Pour la France, les AMP prises en compte sont les sites Natura 2000 en mer ainsi que le Parc naturel marin d’Iroise, à la pointe bretonne. L’exploitation de cette carte montre ainsi que l’infralittoral et le circalittoral côtier sont très bien représentés dans nos AMP, mais qu’en revanche les étages du circalittoral du large (s’étendant jusqu’à la rupture du plateau continental) ainsi que le bathyal (pente menant vers les grandes profondeurs) ne le sont pas suffisamment.

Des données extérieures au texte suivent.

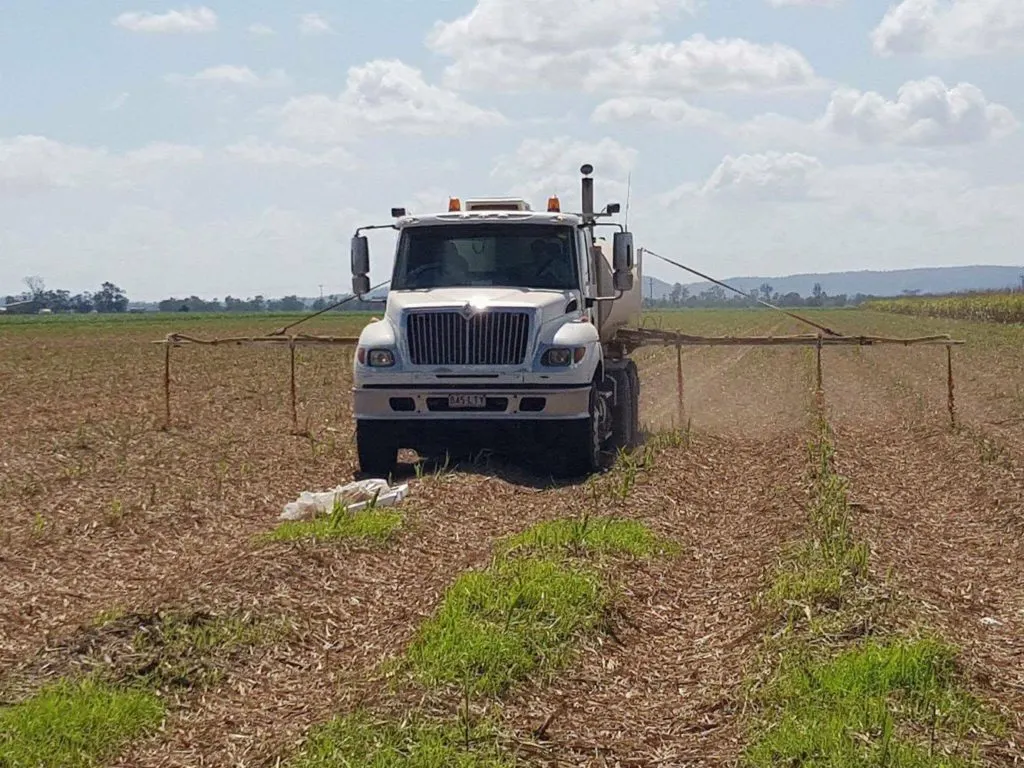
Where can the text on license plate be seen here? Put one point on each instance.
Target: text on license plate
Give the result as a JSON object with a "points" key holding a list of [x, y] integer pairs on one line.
{"points": [[467, 400]]}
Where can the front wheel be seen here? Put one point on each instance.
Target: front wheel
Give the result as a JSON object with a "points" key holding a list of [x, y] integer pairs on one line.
{"points": [[582, 441], [377, 450]]}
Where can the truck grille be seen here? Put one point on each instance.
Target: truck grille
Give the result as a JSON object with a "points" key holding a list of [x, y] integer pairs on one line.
{"points": [[489, 338]]}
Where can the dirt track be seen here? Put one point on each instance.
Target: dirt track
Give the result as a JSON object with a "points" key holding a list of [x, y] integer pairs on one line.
{"points": [[137, 518], [942, 514]]}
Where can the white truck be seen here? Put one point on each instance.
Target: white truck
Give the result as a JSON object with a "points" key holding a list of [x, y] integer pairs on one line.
{"points": [[500, 331]]}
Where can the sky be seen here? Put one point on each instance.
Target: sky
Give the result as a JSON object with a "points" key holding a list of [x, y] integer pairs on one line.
{"points": [[232, 147]]}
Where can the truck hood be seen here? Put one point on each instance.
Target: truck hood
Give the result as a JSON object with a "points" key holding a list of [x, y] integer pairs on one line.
{"points": [[550, 303]]}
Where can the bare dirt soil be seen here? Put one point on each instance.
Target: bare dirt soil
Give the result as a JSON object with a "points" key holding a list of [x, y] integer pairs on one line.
{"points": [[104, 511], [943, 510]]}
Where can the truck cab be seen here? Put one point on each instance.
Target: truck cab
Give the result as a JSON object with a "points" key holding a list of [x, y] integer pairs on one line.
{"points": [[499, 329]]}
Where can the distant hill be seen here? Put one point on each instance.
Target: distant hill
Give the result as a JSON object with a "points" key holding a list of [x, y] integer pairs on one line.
{"points": [[926, 280]]}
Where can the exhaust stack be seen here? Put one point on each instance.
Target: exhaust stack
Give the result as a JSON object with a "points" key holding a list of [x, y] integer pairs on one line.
{"points": [[588, 192]]}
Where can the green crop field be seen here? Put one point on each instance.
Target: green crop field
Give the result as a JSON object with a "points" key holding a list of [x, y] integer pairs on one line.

En matière de nature des fonds, les statistiques s’établissent à 39 % de roches et 12 % de sédiments. Les AMP françaises réalisent ainsi une bonne couverture des zones rocheuses - à la faune et flore particulièrement riches - mais englobent une trop faible proportion de fonds meubles. En effet, on considère en général qu’à moins de 20 %, la protection des milieux risque d’être insuffisante. L’agence des AMP (Odion 2013) a fait un travail du même ordre au sein du projet Interreg MAIA.
Auteur : Institut Français de Recherche pour l’Exploitation de la Mer (Ifremer).